VR headsets also heighten the experience of driving to the point where drivers feel their way through each race instead of just racing from muscle memory. And with a VR screen right in your face, you pay closer attention and drive with increased precision.
However, nothing is perfect. One of the downsides to VR gaming, including iRacing, is vision fatigue. With the screen so close to their face, many players have to call it quits when playing for too long due to eye strain.
The severity of vision fatigue varies per user, but the experience affects most to make it a notable issue.
Is VR Racing a Must?
For the casual player, the extra cost associated with a VR headset must be balanced out by increased enjoyment from the experience. And for most, the immersive experience of VR adds another layer to gaming packed full of all of its own benefits.
And at the professional or competitive level, many VR fanatics find that the right headset significantly improves their gameplay experience and makes them better performers. You might play well with a monitor, but you can be extraordinary with a VR headset.
Which Headset to Choose?
The right headset for you depends on price point, importance of comfort and any other particularity.

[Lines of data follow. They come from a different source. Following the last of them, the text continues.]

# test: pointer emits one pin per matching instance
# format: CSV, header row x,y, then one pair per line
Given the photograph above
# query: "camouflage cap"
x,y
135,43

However, based on the options listed above the Valve Index takes the cake for best headset for iRacing.
The price point of $1000 might be high, but it gives players a truly incredible and immersive experience. It sacrifices absolutely nothing from the best LCD display to an incredible audio experience. Given free reign, I would choose the Valve Index any day of the week. And not just for iRacing, but for all my VR gaming needs.